Félix Rouè Doudou Boicel, fondateur du mythique club montréalais Le Rising Sun, est mort mardi matin à 81 ans des suites d’une maladie. Poète, peintre, imprésario et entrepreneur, le Guyanais, arrivé à Montréal en 1970, a été un promoteur culturel important dans la métropole du milieu des années 70 au début des années 90. Mais il n’a jamais cessé de s’impliquer au sein de la communauté noire du Québec.

« Doudou était un fonceur, un battant, qui a marqué l’histoire de la musique à Montréal. Contre vents et marées. Il a fait beaucoup pour raviver la flamme du jazz, du blues et même du reggae, à une époque où c’était moins glorieux qu’aujourd’hui », explique Michael P. Farkas, président de la Table ronde du Mois de l’histoire des Noirs.

« Je lui ai encore parlé la semaine dernière. Malgré sa maladie et sa voix très faible, il tenait à avoir des nouvelles du Mois de l’histoire des Noirs. Doudou est toujours resté impliqué au sein de la communauté », poursuit Farkas, qui a connu le promoteur au début des années 80, alors qu’il était un jeune busboy au Rising Sun.

Le parcours de Doudou

Arrivé dans la métropole en 1970, Doudou Boicel s’est vite impliqué dans la communauté et dans le milieu culturel. L’homme a fondé et dirigé le Centre de Visosonie, qui offrait diverses activités artistiques aux jeunes du quartier Centre-Sud. Il a publié des livres et des recueils de poésie. Il a aussi tenu des auberges de jeunesse et ouvert un restaurant végétarien, rue De Bleury, la Casa Doudou.

Mais son fait d’armes, c’est l’ouverture du Rising Sun en 1975, dont le slogan était « Le jazz n’est pas mort ». La boîte de nuit a connu plusieurs vies au centre-ville, puis dans le Mile End. Elle a longtemps été le seul club de jazz d’envergure internationale dans la métropole. Son propriétaire a réussi à y attirer des artistes de renommée.

Vive le jazz !

Dans les belles années du Rising Sun, Boicel a même inauguré un festival de jazz et de blues capable d’attirer des vedettes internationales : le Rising Sun Festijazz. La vie de son « bébé » sera toutefois de courte durée, de 1978 à 1980. Plusieurs légendes du jazz et du blues de l’époque ont néanmoins participé au festival qui se tenait au Rising Sun et à la Place des Arts.

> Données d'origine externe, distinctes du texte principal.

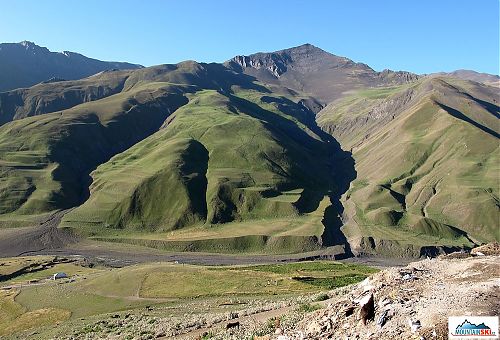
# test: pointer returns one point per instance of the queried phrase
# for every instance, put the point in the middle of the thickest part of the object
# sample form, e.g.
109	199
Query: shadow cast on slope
459	115
339	170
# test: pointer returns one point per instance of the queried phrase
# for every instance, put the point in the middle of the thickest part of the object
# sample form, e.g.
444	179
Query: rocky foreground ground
412	302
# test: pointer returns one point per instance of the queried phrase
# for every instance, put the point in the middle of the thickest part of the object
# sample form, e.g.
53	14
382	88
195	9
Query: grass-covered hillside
177	146
227	158
426	160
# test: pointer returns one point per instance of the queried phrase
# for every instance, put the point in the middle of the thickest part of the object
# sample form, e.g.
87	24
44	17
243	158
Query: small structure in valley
59	275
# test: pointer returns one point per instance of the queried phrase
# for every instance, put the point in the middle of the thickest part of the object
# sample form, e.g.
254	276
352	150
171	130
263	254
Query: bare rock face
309	69
412	302
492	248
367	308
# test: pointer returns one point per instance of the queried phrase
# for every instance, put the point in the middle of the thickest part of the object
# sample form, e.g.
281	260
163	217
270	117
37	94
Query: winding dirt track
32	240
48	239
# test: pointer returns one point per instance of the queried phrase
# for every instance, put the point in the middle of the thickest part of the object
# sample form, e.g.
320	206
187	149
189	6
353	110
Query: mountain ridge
26	64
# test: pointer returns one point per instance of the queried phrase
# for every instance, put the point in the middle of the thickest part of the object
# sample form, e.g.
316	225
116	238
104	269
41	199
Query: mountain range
279	152
25	64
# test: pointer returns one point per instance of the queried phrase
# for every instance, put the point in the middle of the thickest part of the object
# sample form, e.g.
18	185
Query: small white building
59	275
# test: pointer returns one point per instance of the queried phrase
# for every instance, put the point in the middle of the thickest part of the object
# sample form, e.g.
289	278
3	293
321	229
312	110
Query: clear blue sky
422	36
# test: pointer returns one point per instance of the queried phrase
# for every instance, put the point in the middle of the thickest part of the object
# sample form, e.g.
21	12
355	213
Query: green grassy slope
426	160
221	158
45	160
187	145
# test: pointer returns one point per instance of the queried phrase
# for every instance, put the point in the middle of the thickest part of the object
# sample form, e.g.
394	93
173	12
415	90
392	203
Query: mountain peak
278	62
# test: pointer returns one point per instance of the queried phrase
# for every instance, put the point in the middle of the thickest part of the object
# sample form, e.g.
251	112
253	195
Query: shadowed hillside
245	156
427	162
25	64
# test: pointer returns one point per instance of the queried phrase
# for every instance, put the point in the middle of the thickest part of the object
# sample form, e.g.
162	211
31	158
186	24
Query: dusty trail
29	240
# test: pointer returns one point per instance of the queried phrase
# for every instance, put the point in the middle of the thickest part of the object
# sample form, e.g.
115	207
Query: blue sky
422	36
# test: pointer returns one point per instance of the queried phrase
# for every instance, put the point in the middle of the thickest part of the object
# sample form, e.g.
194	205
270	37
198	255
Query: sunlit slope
426	160
45	160
220	158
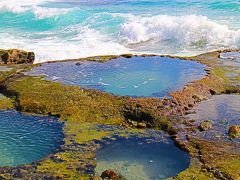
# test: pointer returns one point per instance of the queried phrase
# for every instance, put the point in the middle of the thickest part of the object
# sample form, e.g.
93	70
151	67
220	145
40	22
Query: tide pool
223	111
137	77
142	158
26	138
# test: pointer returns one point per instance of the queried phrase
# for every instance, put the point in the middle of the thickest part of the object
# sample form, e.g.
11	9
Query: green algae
6	103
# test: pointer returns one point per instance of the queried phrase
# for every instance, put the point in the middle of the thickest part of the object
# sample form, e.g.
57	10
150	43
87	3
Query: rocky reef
16	56
82	109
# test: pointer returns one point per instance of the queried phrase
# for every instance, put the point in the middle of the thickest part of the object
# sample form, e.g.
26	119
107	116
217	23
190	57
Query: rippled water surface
25	138
142	158
137	76
223	111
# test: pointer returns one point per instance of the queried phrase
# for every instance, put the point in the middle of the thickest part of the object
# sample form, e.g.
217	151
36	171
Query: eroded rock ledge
16	56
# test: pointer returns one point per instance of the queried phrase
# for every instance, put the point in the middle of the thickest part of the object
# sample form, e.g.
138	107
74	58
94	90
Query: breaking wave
190	31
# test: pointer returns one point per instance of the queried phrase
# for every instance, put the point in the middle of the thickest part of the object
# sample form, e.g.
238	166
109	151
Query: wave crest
180	31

Oscar Peterson, Oliver Jones, Sarah Vaughan, Nina Simone, Ray Charles, Art Blakey, Muddy Waters, Bill Evans, Big Mama Thornton, Dexter Gordon ont notamment été de passage dans la métropole à l’invitation de Doudou, comme le surnommaient ses proches. L’évènement, selon une amie du fondateur, la traductrice Barbara Gapmann, a ouvert la voie au Festival international de jazz de Montréal en attirant en ville ces sommités de la musique noire.

Les grands musiciens noirs venaient encourager le seul propriétaire noir d’un club de jazz de niveau international.

Doudou Boicel, au journaliste Alain Brunet dans La Presse en 2008

« Bien sûr, je ne pouvais payer les cachets normaux à des musiciens de la stature de Dizzy Gillespie, qui venait pourtant jouer au Rising Sun pour des sommes dérisoires. Ma force, c’étaient les musiciens. »

Prix et hommages

Dans les années 2000, M. Boicel a été nommé chevalier de l’Ordre de Montréal. En 2011, il a été nommé parmi les 20 personnalités dont les actions ont marqué Montréal et le Québec, à l’occasion du Mois de l’histoire des Noirs. En 2013, la Ligue des Noirs du Québec lui a remis le prix Mathieu Da Costa pour sa contribution au développement de la société.

Plus récemment, en 2018, il a été lauréat du Grand Prix honorifique du gala Dynastie, dont la mission est d’honorer l’excellence des personnalités des milieux culturels, des médias et des sports issues des communautés noires anglophone et francophone.

« La grande famille Dynastie est attristée par la disparition de Doudou Boicel, témoigne Carla Beauvais, directrice générale de la Fondation Dynastie, en entrevue. Son legs est précieux. Son impact et sa contribution à la vie culturelle et sociale d’ici ne seront jamais oubliés. C’était un homme exceptionnel, aimé par sa famille, ses amis et toute la communauté. Il a été actif jusqu’à la fin. Il nous manquera beaucoup », conclut Mme Beauvais.